Esneklik ve Dayanıklılık: Çalışma ortamındaki belirsizliklerle başa çıkabilmek adına çalışanlara “esneklik” ve “dayanıklılık” telkin ediliyor. Ancak bu, genellikle uzun çalışma saatlerini kabul etmeye ve iş yükünü artırmaya yönelik bir çağrıya dönüşüyor. İş bitmediğinde esnek olup işyerinde kalmak, dayanıklılığın bir parçası haline geliyor.

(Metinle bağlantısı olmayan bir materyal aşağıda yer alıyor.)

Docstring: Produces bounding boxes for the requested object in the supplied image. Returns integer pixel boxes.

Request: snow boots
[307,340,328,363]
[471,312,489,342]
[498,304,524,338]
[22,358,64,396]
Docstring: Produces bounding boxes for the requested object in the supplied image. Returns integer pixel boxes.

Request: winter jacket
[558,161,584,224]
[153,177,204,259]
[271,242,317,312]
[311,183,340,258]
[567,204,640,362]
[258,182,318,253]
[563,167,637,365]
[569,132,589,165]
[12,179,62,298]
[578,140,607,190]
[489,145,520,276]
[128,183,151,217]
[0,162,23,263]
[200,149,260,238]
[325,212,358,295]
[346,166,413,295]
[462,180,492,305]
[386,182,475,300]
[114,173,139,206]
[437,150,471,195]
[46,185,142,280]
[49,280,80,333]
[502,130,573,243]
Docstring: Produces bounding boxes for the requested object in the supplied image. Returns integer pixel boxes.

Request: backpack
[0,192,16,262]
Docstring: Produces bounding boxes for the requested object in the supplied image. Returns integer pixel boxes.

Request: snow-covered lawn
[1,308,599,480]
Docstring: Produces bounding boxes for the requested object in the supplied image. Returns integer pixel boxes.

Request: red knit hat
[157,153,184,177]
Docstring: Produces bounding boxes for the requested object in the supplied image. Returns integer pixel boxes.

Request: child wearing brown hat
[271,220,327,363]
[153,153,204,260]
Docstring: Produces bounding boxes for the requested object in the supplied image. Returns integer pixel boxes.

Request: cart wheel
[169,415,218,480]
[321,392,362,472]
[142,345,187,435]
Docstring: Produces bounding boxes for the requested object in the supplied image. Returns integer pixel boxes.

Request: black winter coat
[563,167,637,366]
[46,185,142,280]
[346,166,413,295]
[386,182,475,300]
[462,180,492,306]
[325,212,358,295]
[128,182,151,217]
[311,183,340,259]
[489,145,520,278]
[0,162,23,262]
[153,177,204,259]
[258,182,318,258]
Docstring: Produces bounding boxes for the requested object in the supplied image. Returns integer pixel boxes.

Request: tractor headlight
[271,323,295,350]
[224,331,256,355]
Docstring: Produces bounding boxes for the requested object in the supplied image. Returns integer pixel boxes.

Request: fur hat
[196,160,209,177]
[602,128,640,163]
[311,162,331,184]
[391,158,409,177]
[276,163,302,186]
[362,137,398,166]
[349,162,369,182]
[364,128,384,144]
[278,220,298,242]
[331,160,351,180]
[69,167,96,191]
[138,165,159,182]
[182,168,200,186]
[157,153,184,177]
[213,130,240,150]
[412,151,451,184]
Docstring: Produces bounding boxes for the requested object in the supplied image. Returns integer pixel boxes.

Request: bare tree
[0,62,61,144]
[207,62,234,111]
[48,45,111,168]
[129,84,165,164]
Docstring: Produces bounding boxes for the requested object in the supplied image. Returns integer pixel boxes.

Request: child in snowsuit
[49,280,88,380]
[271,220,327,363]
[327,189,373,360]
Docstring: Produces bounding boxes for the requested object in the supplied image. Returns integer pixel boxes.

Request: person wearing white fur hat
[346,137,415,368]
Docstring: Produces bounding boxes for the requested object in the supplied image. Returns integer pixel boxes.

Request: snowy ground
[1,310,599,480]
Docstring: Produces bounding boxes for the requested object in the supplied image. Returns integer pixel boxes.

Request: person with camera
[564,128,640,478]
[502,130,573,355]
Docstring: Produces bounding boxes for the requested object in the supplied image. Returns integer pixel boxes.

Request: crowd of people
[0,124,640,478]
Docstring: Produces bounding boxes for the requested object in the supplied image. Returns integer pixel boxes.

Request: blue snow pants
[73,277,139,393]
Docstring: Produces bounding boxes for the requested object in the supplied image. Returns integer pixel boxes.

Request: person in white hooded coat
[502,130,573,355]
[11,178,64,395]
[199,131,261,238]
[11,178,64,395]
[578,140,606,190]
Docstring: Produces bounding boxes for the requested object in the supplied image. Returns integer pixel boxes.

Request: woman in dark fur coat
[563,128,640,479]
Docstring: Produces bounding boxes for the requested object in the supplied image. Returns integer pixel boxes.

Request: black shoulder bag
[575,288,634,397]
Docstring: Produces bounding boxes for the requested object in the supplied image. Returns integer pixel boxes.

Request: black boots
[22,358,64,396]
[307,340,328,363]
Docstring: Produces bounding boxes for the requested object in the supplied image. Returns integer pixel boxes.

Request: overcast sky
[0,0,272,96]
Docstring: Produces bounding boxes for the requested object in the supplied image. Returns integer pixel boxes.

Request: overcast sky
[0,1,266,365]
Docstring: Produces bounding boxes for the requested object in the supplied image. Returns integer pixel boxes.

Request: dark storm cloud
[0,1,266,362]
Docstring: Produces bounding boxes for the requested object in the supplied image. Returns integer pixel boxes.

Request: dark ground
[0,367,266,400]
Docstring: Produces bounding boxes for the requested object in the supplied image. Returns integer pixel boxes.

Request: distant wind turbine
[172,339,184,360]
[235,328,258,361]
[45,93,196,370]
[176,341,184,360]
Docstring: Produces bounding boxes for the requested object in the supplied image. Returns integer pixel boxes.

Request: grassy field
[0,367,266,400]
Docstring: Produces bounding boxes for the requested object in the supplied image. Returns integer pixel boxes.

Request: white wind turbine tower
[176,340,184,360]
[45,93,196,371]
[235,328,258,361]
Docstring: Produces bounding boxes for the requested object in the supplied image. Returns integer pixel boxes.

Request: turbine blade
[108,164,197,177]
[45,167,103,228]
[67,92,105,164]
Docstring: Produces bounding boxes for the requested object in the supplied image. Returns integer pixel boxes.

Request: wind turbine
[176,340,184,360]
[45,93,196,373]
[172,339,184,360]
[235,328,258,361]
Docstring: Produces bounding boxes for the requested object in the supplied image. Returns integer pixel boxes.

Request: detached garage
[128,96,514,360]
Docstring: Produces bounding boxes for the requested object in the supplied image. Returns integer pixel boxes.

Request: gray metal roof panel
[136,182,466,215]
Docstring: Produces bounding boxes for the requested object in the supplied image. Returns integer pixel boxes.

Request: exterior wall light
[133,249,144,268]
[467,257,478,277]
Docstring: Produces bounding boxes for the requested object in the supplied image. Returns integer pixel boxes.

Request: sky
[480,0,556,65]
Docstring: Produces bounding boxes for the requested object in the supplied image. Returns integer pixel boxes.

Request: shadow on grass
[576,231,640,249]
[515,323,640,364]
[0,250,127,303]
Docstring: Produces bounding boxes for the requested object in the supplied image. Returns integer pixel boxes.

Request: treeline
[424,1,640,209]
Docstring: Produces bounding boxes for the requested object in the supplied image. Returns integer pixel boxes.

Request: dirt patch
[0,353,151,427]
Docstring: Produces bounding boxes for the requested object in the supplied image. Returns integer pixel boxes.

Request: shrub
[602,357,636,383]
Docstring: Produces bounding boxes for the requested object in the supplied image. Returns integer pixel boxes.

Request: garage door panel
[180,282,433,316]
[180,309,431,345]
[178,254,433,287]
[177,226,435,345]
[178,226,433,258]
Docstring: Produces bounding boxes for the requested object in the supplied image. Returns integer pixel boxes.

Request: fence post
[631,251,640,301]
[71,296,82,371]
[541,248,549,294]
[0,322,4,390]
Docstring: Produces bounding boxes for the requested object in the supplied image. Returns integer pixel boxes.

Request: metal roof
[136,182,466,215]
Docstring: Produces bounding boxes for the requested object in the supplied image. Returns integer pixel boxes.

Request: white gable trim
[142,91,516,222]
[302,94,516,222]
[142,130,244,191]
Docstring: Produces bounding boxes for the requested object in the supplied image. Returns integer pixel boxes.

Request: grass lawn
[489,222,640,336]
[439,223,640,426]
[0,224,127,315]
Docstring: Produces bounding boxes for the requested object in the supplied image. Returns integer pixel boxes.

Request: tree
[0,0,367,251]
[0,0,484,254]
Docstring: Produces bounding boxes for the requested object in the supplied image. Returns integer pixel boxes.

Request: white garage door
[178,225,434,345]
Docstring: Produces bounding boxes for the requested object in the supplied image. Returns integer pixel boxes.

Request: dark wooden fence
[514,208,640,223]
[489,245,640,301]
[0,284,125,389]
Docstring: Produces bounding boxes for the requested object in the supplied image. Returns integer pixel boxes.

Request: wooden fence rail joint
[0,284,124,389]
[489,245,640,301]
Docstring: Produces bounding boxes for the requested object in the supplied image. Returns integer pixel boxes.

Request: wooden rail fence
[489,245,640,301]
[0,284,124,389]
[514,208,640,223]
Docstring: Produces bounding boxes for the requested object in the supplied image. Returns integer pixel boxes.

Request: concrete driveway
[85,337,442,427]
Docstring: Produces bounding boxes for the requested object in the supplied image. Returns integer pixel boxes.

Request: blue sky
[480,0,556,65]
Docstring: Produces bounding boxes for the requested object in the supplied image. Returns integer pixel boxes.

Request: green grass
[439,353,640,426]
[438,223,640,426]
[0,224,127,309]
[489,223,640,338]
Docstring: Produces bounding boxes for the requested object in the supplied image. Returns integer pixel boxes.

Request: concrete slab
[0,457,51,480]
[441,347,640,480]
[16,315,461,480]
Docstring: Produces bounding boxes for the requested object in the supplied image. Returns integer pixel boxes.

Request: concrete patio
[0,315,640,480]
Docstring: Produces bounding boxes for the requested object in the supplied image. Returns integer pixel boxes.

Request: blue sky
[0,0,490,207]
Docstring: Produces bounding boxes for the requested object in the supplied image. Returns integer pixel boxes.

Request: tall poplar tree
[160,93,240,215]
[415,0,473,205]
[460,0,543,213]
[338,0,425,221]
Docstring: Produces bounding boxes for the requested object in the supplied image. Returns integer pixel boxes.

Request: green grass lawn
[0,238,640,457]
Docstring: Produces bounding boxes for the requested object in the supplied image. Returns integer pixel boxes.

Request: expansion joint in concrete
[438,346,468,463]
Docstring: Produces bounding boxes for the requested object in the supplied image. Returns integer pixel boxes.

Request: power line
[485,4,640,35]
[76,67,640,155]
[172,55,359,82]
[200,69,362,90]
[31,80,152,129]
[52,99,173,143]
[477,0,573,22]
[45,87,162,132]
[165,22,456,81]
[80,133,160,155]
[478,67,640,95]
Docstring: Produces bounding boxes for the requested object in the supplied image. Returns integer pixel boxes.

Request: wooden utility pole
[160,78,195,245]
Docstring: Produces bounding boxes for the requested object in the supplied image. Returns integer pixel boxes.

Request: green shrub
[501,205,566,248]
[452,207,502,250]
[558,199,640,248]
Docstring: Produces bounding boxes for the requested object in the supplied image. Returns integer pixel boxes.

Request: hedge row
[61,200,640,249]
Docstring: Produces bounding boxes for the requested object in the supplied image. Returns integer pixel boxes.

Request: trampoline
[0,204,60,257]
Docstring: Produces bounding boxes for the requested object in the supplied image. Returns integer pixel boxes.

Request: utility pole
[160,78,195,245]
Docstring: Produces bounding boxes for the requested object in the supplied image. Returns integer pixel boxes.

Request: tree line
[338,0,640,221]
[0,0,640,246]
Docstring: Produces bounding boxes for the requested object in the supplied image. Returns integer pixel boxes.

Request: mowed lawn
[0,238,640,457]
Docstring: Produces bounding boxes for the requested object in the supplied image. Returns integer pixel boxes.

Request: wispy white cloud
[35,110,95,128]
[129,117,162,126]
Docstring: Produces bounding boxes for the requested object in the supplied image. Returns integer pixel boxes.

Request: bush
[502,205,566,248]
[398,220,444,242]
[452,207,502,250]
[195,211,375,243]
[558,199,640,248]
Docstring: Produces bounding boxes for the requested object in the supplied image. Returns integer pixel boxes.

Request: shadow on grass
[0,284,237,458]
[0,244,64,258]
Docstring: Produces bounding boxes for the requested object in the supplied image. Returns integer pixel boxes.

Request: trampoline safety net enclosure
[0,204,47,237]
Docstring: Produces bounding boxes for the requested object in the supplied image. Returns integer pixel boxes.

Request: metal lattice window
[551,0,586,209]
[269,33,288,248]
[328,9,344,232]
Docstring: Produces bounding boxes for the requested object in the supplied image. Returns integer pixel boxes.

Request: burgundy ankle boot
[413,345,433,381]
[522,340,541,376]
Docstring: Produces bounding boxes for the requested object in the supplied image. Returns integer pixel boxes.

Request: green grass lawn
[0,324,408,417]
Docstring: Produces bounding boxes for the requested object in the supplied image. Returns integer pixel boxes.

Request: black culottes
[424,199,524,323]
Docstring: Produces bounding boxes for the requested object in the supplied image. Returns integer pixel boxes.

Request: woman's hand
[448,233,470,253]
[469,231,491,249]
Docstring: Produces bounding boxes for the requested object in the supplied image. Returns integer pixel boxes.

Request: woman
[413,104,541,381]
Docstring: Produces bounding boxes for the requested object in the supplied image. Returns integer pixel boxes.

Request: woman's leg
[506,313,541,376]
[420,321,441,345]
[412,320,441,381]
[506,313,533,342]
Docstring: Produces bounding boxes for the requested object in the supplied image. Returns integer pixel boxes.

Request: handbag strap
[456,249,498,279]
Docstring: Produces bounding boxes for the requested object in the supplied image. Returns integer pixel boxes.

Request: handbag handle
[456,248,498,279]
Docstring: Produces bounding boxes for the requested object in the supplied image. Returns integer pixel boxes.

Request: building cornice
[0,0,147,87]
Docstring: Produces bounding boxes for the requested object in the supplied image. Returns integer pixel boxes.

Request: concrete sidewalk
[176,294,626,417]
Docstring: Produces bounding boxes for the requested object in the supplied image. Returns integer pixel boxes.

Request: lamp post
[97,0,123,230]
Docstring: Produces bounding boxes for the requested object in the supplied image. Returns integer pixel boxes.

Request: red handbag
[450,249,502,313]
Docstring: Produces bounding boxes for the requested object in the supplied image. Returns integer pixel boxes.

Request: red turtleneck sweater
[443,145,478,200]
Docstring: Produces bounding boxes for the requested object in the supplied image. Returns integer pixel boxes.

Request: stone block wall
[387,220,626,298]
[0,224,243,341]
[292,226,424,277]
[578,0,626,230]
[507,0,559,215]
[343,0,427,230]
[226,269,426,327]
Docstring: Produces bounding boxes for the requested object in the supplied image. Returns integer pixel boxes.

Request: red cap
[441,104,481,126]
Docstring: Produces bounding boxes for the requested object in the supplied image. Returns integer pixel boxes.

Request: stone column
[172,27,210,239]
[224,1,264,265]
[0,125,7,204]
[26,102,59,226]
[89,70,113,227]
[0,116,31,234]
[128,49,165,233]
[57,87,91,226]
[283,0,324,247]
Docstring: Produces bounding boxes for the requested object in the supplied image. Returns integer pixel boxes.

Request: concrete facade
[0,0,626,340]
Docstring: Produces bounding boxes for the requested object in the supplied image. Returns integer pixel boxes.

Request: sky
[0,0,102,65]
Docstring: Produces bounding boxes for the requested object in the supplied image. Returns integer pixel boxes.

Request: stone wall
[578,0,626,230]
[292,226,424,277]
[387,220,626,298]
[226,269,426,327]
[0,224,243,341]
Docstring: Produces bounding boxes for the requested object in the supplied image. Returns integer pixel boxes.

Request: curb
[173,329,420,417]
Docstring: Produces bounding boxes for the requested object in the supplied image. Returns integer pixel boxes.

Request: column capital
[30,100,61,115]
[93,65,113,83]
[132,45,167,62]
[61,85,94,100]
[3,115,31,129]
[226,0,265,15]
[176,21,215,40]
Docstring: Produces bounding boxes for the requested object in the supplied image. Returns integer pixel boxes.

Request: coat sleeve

Pozitif psikoloji, bu bağlamda çalışanlara sürekli bir “güler yüzlü mücadele” anlatısını dayatıyor. “Sakın vazgeçme, mücadele et” söylemi, bireyin iş yükü karşısında direnmesini sağlarken, yapısal sorunları göz ardı ediyor. Çalışanlar, sorumlusu olmadıkları sorunlardan dolayı suçlanabiliyor ve pozitif olmaya zorlanıyor. Bu, işyerinde mutsuzluk ve tükenmişlik hissinin artmasına rağmen, bu durumların bireysel bir eksiklik gibi algılanmasına neden oluyor.
Pozitif psikoloji, geleneksel terapi yaklaşımlarını bireysel sorumluluk anlayışıyla birleştiriyor:
Hastanın Sorumluluğu: Geleneksel tedavi yöntemleri, hastaların iyileşme sürecinde sorumluluk üstlenmesini gerektirir. Örneğin, ilaçları disiplinle almak, verilen egzersizleri yapmak gibi. Pozitif psikoloji de benzer şekilde bireye sorumluluk yükler; ancak bu sorumluluk genellikle “mutluluğa ulaşma” gibi soyut bir hedefle ilişkilidir.